Instant messaging: AFK

In 2007, 14% of Britons’ online time was spent on IM, according to the UK Online Measurement company – but that has fallen to just 5%, the firm says, basing its findings on the habits of a panel of 40,000 computer users.

The study was released shortly after AOL sold its ICQ instant messaging service $187.5m (£124m) – less than half what the company paid for it in 1998.

And in September 2009, a survey of internet use by the New York-based Online Publishers Association found that the amount of time spent by surfers on traditional communications tools, including IM and e-mail, had declined by 8% since 2003.

via BBC News – Instant messaging: This conversation is terminated.
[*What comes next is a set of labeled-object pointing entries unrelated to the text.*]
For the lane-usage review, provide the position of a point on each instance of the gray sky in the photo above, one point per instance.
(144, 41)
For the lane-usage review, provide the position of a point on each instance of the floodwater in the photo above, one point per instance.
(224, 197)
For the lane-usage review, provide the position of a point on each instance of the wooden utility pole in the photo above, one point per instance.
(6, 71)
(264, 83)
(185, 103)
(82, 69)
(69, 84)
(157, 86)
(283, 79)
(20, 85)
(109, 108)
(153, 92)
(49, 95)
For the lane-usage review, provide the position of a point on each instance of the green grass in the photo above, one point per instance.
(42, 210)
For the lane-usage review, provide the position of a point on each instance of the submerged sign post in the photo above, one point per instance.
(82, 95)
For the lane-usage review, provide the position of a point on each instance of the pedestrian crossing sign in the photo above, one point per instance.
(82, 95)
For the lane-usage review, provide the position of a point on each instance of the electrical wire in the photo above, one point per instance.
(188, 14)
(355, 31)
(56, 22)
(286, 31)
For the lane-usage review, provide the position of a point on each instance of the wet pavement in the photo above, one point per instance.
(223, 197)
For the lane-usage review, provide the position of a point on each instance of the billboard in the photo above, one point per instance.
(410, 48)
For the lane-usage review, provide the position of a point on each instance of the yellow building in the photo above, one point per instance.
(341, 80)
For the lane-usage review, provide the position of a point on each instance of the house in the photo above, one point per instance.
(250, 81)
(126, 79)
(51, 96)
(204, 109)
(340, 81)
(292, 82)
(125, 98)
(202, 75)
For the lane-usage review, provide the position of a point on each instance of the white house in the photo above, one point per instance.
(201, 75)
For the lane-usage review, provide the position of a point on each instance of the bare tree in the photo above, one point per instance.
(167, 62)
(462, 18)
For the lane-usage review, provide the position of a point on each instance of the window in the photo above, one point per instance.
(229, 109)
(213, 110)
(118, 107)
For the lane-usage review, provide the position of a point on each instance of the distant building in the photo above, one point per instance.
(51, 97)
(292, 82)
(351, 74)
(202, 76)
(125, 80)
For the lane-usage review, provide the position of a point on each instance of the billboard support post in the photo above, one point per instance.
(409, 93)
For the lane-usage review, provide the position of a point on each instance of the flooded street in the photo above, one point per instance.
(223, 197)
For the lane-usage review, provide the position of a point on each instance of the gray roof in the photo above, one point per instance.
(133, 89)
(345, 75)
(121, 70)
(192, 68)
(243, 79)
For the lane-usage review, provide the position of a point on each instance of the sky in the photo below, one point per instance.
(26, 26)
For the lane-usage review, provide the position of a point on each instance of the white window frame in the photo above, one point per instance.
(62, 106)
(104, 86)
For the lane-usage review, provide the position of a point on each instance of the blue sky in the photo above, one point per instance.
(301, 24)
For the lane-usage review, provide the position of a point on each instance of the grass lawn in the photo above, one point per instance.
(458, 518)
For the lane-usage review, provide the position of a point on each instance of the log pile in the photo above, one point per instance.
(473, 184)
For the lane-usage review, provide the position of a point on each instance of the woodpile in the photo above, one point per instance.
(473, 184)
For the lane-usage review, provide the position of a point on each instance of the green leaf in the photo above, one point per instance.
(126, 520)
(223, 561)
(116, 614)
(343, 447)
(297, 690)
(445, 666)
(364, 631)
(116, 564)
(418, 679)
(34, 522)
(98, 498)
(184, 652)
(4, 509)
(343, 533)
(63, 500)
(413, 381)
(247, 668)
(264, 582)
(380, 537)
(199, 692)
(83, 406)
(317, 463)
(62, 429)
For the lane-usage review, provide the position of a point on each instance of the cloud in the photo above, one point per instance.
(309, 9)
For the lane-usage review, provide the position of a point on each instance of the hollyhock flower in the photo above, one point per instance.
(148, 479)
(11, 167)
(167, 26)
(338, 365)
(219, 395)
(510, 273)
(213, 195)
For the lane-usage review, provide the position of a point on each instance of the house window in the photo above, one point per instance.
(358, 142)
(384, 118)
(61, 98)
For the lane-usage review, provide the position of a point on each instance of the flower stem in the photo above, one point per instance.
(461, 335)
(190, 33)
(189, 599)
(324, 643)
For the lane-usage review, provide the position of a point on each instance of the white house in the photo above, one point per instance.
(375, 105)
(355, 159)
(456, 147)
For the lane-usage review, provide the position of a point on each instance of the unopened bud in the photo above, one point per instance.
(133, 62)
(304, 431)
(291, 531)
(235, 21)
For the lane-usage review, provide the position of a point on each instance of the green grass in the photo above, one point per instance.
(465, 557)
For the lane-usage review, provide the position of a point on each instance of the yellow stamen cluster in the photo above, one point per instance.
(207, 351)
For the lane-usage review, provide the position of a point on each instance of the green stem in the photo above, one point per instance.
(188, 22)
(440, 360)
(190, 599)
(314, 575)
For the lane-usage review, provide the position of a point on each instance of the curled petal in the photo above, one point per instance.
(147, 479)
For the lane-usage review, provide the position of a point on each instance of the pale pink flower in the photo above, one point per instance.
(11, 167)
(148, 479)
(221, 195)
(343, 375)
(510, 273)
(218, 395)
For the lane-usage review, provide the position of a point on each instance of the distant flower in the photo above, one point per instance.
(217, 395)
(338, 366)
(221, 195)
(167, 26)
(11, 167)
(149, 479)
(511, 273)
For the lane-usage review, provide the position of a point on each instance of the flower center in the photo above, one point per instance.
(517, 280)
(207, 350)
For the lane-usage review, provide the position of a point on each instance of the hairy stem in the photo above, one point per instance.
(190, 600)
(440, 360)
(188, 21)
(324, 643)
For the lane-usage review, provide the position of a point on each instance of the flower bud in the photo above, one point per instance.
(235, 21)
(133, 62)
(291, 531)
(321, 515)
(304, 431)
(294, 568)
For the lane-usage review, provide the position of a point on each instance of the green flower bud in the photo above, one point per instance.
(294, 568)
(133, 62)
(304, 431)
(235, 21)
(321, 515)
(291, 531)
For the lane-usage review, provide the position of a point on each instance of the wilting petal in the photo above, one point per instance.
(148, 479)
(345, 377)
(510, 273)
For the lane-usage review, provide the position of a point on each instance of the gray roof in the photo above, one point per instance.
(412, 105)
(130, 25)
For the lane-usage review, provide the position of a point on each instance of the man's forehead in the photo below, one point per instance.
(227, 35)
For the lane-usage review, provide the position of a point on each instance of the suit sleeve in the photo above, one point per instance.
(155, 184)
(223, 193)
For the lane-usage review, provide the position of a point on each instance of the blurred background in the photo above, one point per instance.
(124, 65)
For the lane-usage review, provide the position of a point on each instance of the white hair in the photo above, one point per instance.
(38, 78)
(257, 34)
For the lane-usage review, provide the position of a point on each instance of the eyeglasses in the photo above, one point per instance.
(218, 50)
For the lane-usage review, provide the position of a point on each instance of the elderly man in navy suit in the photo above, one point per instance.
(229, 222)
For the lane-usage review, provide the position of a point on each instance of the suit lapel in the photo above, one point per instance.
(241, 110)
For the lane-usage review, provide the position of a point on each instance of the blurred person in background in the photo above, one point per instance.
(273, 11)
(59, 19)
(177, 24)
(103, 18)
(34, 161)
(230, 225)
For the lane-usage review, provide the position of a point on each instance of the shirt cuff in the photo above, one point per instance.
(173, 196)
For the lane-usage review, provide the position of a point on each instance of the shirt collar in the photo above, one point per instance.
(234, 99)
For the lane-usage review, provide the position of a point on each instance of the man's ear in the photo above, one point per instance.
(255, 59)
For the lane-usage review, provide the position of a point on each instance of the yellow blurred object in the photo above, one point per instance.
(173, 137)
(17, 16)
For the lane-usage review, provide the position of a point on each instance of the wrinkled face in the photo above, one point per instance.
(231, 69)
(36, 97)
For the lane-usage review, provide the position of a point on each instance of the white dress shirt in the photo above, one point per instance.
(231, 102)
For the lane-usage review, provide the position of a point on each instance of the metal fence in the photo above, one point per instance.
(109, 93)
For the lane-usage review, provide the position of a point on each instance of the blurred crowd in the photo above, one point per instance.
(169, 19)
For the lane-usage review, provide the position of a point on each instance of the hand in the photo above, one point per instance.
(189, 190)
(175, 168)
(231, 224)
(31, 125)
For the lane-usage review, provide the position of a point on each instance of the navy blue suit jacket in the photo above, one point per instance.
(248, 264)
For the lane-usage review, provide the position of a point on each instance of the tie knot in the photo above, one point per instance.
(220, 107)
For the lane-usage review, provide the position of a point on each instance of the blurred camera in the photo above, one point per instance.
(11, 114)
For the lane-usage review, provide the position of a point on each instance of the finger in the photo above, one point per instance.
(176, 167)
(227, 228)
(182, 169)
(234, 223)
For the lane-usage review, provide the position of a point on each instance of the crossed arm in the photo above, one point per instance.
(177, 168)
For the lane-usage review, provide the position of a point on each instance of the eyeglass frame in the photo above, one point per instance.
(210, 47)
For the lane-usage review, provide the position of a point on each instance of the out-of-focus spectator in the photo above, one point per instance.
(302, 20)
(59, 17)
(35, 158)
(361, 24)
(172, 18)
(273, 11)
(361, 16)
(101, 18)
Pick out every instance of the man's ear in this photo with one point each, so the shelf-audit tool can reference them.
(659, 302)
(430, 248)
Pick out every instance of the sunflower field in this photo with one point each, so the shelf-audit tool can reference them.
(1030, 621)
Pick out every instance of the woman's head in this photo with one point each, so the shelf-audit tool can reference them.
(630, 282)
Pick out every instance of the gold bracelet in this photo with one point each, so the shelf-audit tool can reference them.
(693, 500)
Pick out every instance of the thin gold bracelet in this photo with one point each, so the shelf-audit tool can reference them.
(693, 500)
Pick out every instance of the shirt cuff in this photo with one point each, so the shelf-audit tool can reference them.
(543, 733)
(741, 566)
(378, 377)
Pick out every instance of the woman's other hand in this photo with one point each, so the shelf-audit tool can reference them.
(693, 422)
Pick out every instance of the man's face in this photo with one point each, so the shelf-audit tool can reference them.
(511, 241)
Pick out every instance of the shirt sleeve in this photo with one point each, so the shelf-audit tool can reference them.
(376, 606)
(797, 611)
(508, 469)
In other news today Yahoo and Nokia announced a worldwide partnership. Yahoo will provide e-mail and chat services on Nokia phones. The services will be co-branded.


  • M

    The article implies that more people are using social networking sites instead, accessible via phone browsers and such. Does this imply a greater demand for "smart-phones"?

    Also the article said texting is diminishing, for the same reason.

    • Social networking is taking over all forms of messaging including, but not limited to: email, IM/chat, photo sharing. Smartphone use is more convenient because the SN apps are actually easier to use than the browser access through a regular computer. As a result, SN is one of the most popular activities on smartphones.

  • Tom Ross

    I remember that 5 years ago everybody was thinking that IM would be the next big thing. I wonder how we will look on Facebook in 5 years, or indeed anything in computing that we take for granted today.

    • Indeed. Remember also when MySpace was a Juggernaut. Even LinkedIn. The switching costs for SN/IM are not as high as people think. Everybody thought that IM was enormously sticky because of the buddy lists. Cultivating the list was supposed to be a cost that users would not soon forget. Now the value is supposed to be in the SN "social graph." I don't buy it.